She was particularly criticial of the Sudipto Sen-led chit fund company Saradha Group routing money through Trinamool Congress Rajya Sabha MP Ahmad Hassan Imran to Bangladesh-based terror outfit Jamaat-e-Islami. “Imran is a founder member of terrorist organisation SIMI. That was enough for not letting him be a member of a political party. But he was made a Rajya Sabha MP by Mamata Banerjee. He helped terrorism to grow in Bangladesh using Saradha’s crores of rupees,” she said and added, “Bangladesh’s Islamic terrorist organisation is known to be anti-India. This is all happening on Mamata's watch”

At a time when many are calling the ISIS crisis unfolding over the Persian Gulf a clash of civilizations between the East and the West she disagrees. “I don't think it is a clash of civilisation between the East and the West. Actually it is a clash between barbarism and humanism, between irrational blind faith and rational logicality, between tradition and innovation, between past and future, between anti-modernism and modernism, between people who value freedom and people who do not,” insists Nasrin who adds, “When faith supercedes humanity, reason and rationality are choked to death. That's what Lajja described and that's what's happening in the Middle East too.”
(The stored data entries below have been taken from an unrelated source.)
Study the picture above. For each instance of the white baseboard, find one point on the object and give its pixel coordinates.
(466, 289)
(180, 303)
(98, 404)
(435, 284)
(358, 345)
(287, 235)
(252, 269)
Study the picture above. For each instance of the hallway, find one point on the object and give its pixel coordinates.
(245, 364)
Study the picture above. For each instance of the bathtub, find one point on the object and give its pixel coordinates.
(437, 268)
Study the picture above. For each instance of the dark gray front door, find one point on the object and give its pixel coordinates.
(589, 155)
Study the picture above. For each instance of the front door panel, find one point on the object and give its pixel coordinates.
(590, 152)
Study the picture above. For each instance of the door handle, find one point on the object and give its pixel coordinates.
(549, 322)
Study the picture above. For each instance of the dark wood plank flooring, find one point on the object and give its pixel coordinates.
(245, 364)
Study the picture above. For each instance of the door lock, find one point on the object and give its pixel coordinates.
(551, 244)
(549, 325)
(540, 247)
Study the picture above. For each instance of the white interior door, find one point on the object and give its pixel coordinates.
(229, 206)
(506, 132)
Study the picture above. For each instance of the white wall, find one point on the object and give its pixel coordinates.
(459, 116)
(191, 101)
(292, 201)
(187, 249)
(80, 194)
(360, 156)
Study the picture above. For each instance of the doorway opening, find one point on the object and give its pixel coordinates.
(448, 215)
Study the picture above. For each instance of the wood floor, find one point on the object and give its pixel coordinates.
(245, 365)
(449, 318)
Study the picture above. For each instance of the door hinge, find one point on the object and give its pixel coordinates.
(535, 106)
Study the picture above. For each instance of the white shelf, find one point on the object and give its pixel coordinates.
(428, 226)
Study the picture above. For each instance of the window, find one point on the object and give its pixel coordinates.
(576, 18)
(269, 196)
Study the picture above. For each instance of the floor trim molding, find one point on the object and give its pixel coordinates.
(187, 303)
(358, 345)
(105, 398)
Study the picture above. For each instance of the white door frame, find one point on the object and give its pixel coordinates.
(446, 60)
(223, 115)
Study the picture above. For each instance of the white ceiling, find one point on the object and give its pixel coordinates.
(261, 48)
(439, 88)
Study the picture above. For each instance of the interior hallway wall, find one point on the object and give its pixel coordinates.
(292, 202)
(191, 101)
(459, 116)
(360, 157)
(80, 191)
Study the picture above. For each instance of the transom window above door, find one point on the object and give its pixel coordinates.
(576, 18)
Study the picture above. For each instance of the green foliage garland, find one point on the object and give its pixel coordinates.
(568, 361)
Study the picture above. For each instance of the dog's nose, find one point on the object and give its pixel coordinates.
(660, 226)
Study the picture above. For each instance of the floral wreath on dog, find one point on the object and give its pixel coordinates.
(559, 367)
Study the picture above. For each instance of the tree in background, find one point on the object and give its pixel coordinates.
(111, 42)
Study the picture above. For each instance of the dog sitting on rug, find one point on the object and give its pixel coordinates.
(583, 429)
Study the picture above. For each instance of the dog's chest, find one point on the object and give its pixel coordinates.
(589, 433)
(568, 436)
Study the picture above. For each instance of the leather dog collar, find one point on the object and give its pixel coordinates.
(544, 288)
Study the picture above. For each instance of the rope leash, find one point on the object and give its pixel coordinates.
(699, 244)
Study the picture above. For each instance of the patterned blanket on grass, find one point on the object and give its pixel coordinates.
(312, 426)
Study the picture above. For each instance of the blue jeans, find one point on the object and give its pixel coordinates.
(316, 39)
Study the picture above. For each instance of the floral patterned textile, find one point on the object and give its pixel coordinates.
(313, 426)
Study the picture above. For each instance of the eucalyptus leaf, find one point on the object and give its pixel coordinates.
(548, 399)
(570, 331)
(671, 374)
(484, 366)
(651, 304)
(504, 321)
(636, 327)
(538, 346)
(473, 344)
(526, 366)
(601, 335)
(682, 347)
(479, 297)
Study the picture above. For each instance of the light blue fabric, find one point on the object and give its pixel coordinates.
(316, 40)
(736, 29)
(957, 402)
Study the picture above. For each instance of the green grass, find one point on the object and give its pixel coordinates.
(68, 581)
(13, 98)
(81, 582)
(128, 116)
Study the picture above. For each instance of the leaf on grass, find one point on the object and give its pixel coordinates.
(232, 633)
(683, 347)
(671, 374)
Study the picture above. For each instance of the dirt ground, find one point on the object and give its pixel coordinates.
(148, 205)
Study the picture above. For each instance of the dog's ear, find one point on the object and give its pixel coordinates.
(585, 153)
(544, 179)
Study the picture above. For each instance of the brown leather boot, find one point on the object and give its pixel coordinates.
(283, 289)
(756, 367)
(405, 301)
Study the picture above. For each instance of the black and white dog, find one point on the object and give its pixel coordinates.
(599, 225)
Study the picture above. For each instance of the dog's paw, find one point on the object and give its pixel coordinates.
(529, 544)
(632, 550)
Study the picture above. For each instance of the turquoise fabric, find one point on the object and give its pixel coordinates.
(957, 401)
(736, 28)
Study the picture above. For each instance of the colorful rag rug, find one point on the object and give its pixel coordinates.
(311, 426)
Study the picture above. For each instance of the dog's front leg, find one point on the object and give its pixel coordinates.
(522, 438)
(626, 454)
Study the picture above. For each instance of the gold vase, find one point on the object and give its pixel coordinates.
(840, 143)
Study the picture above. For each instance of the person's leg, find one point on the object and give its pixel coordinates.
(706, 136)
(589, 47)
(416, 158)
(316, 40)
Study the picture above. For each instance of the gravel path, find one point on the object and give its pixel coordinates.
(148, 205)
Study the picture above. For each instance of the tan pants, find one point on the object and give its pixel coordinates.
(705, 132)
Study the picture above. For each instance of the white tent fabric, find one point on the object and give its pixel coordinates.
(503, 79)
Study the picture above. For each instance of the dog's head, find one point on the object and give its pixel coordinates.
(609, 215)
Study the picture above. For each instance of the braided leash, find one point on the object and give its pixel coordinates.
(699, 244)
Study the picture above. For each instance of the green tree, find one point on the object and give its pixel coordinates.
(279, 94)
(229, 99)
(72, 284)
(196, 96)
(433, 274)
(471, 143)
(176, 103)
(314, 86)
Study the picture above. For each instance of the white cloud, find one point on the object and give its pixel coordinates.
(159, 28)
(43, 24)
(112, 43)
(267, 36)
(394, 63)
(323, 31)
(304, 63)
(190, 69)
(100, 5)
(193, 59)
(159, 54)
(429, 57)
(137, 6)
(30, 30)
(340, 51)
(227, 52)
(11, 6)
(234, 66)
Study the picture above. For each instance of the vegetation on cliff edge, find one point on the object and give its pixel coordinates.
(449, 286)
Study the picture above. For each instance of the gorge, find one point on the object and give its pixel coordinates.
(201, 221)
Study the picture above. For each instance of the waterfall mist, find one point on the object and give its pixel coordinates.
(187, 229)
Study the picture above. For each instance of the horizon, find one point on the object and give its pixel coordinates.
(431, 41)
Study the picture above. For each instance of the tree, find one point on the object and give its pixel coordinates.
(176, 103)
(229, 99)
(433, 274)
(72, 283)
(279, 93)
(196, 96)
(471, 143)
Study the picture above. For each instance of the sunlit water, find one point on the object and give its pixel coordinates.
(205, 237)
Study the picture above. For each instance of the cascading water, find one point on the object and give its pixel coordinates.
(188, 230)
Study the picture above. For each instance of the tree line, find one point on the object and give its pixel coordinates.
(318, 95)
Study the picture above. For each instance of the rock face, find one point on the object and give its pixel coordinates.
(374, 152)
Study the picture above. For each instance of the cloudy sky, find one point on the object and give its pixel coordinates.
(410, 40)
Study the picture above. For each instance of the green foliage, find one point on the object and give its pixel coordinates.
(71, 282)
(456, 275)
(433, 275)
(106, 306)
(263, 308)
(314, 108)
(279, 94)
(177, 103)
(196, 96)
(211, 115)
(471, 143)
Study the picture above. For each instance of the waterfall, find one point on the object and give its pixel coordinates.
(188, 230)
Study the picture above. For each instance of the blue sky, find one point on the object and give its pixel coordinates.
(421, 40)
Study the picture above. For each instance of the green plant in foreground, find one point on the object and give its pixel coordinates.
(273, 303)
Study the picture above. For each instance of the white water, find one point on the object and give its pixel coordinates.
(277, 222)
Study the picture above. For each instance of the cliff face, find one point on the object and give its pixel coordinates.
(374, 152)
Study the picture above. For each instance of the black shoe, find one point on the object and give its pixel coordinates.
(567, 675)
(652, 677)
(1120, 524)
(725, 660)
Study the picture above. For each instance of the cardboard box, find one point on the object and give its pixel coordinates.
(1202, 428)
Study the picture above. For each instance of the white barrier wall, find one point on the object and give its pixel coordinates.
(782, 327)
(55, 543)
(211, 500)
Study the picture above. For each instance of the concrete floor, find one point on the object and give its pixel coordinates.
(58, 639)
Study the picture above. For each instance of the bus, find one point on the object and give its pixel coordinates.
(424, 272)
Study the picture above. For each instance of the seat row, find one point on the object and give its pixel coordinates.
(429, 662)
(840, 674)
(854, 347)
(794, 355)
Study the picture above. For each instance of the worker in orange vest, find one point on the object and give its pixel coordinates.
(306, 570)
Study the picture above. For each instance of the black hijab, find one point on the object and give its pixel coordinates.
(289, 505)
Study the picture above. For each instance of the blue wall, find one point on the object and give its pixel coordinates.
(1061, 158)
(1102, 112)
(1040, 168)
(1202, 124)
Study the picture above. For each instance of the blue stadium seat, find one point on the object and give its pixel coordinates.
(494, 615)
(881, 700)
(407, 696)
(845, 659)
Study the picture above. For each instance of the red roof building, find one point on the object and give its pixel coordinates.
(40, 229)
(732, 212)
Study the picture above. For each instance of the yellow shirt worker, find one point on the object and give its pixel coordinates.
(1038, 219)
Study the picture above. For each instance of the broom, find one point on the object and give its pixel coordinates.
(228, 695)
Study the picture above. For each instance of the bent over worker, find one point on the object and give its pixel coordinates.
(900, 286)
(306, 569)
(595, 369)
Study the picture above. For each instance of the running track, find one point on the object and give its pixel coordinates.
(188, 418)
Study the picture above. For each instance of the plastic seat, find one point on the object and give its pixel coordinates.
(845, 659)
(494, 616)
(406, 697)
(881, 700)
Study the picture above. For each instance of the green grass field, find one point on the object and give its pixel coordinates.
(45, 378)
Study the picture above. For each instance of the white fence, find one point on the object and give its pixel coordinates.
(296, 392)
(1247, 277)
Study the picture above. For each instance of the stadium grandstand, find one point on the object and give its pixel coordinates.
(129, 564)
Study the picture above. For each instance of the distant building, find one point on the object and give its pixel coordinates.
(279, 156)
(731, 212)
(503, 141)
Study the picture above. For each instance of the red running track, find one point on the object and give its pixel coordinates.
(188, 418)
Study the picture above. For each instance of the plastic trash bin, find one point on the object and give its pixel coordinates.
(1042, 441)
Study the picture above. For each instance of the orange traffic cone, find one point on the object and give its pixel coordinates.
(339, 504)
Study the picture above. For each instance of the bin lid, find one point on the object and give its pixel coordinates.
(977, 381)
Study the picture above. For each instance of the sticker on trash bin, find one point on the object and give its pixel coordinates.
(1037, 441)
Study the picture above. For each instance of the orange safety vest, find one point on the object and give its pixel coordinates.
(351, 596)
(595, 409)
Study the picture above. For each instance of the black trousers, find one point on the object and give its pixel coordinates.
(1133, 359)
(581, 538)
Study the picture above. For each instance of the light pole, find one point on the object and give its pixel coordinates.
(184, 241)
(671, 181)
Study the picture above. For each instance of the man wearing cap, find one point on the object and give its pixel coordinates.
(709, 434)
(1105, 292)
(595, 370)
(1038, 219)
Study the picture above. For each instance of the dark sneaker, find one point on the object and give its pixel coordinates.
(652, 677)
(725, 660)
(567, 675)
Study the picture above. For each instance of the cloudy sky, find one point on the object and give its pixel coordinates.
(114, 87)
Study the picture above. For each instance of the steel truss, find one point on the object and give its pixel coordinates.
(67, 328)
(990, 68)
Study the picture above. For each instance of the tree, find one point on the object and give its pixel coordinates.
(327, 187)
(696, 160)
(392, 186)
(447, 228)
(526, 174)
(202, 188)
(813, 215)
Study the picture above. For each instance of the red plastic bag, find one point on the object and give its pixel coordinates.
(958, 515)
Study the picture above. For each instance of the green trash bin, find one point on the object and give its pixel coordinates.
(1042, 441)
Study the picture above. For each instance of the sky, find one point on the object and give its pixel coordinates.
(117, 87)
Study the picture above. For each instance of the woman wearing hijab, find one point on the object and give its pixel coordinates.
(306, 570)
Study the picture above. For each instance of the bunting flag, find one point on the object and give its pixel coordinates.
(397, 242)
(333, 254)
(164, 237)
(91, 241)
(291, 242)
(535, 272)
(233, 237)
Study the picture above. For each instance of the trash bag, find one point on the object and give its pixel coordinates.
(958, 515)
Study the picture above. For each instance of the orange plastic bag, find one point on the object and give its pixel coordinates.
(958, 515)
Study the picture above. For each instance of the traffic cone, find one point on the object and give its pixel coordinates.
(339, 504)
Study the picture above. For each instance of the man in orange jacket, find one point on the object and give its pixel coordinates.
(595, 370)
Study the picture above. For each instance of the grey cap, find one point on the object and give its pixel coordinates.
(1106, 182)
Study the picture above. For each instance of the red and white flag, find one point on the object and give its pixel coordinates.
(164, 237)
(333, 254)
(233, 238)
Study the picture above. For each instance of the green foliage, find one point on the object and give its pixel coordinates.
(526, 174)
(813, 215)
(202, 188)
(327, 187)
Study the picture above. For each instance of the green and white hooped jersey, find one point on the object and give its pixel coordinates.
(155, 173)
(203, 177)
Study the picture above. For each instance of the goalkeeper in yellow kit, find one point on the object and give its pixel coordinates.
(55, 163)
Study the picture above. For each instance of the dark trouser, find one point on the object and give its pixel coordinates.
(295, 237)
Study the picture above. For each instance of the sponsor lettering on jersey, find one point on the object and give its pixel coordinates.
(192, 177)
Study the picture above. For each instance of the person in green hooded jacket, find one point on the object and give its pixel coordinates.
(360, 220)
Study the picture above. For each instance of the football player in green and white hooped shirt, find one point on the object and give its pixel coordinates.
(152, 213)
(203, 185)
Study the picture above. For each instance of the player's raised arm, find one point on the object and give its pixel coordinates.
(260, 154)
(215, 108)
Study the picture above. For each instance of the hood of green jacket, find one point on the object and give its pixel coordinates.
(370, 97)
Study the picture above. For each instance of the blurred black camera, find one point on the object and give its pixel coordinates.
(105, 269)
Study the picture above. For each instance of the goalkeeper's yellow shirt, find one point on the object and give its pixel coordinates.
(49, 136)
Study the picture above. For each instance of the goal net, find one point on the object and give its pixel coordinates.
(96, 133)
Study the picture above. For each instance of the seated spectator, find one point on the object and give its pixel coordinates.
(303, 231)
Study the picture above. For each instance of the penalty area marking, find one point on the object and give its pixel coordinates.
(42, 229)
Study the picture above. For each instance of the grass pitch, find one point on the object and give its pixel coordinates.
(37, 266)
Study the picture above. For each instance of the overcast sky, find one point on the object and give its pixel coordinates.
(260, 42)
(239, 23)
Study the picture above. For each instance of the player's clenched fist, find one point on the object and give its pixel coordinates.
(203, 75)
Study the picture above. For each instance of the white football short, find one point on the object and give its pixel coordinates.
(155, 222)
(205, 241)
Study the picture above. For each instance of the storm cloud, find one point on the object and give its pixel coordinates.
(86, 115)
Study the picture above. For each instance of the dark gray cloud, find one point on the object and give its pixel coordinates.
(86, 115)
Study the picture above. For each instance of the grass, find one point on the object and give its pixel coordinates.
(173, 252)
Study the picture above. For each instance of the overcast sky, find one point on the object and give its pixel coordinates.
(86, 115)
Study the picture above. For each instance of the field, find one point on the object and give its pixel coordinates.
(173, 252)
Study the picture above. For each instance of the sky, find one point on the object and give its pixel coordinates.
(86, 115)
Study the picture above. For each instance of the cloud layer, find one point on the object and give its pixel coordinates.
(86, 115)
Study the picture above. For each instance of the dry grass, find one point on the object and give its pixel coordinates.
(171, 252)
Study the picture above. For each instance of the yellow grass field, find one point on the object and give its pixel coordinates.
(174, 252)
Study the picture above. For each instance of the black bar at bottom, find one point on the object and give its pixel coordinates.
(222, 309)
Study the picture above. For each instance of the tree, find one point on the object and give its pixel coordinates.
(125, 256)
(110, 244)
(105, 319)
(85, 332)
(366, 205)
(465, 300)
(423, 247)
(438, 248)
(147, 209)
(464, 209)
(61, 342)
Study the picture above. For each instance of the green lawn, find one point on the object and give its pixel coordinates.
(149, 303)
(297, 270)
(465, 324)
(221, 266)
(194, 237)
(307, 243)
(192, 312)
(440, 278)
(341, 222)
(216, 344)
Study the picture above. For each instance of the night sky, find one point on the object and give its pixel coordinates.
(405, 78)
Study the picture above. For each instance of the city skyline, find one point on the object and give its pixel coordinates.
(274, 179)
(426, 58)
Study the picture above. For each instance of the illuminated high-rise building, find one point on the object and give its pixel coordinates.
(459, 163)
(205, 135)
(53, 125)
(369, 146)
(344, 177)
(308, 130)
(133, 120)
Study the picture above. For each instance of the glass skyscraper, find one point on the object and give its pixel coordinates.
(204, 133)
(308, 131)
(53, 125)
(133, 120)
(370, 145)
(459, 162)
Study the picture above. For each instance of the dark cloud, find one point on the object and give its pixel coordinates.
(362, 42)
Nasrin however admitted she would have written her Lajja differently today. “I would've worked with fewer incidents, written them out more elaborately instead of putting in so many and make it a tighter read.” The author-poet is however clear she wouldn't tone it down. The 52-year-old insists the plight of women hasn't changed. “If anything we find more and more instances of religion being used against women. 20 years after Lajja first came out, religion continues to bring out the irrational in human beings to the fore time and again. I had then said that religion should take a backseat and humanity with all its good values should come to the forefront. Today, I can't stress that enough.”